The ones who survive carry grief like salt
In Tenerife, young men from Joal-Fadiouth and Fass Boye share apartments. They work in bakeries, wash dishes, sweep warehouses. But at night, they dream of Senegal.
They didn’t want Europe, they wanted to live in balance with the ocean.
But when the ecosystem dies, so does the story that shaped you.
Many left behind family they’ll never see again. Some watched friends die on the journey. Others will never tell their parents how bad it got.
“I miss my dad,” said Abdoulaye Sady. “I miss the sea. But there’s nothing left there for us. Nothing to return to.”
This is not just Senegal’s fight
If you live in Europe, this is your story too.
The seafood in your supermarket may have come from this collapse. The fishmeal that feeds your chicken. The tuna in your lunchbox. The shrimp in your paella.
You are connected to this ecosystem, even if your feet have never touched its sands.
So the question is: will you stand by as Europe and China extinguish cultures in exchange for calories?
Or will you act?
What you can do
Stop treating collapse as background noise. Talk about it. Name the actors. Don’t let “migration” be used to cover up ecological injustice.
Demand ocean justice.
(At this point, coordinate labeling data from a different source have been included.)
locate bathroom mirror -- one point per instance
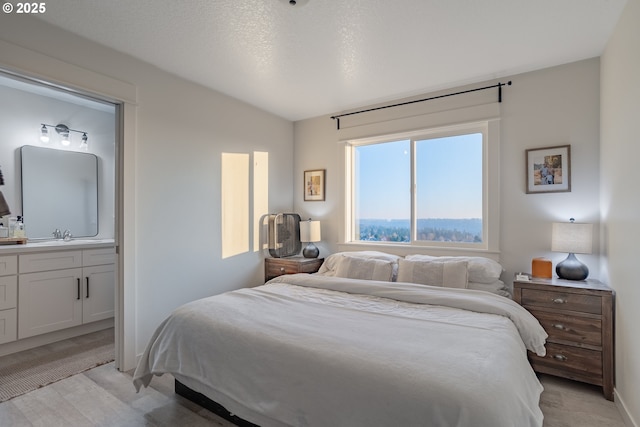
(59, 191)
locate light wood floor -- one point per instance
(105, 397)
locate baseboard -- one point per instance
(626, 417)
(51, 337)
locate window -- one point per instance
(422, 188)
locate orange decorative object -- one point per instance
(541, 267)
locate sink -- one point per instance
(68, 242)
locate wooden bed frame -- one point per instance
(205, 402)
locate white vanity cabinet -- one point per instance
(8, 298)
(62, 289)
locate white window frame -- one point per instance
(490, 130)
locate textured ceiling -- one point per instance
(321, 57)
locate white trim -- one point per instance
(624, 413)
(31, 64)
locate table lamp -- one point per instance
(573, 238)
(309, 233)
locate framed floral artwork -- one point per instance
(314, 185)
(549, 169)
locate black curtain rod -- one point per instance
(499, 86)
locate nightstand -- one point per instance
(274, 267)
(578, 317)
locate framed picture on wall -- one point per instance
(314, 185)
(549, 169)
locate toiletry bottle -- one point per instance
(19, 232)
(13, 222)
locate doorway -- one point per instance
(95, 128)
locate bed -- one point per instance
(364, 350)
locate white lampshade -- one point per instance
(310, 231)
(572, 237)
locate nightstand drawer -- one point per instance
(579, 363)
(562, 301)
(280, 269)
(579, 330)
(274, 267)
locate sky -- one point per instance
(449, 178)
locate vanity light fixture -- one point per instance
(83, 145)
(64, 132)
(44, 134)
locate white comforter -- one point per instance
(308, 350)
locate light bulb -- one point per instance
(83, 145)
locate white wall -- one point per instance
(23, 112)
(620, 198)
(550, 107)
(182, 129)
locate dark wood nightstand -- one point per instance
(578, 316)
(274, 267)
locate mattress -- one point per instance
(310, 350)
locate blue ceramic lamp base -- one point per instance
(310, 251)
(572, 269)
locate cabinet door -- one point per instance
(49, 301)
(98, 293)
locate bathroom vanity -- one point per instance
(54, 290)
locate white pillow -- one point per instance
(366, 269)
(481, 270)
(330, 264)
(451, 274)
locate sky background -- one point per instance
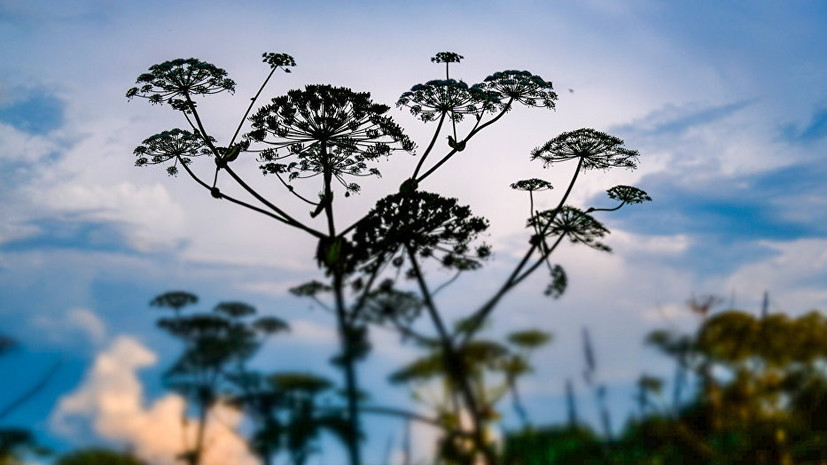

Wherever you are, push your governments to end opaque fishing deals. Ban bottom trawling in vulnerable zones. Force transparency on joint ventures and foreign fleets.
Support community-led conservation. Indigenous and local stewardship isn’t just ethical. It works. It rebuilds ecosystems from the ground up.
Remember this isn’t just about fish. It’s about culture. It’s about place. It’s about the right to belong where you were born.
If we let industries rewrite the map of the ocean, then coastlines will become corridors of exile.
And the sea that once gave life will only carry the dead.
Stay loud, stay informed, stay active.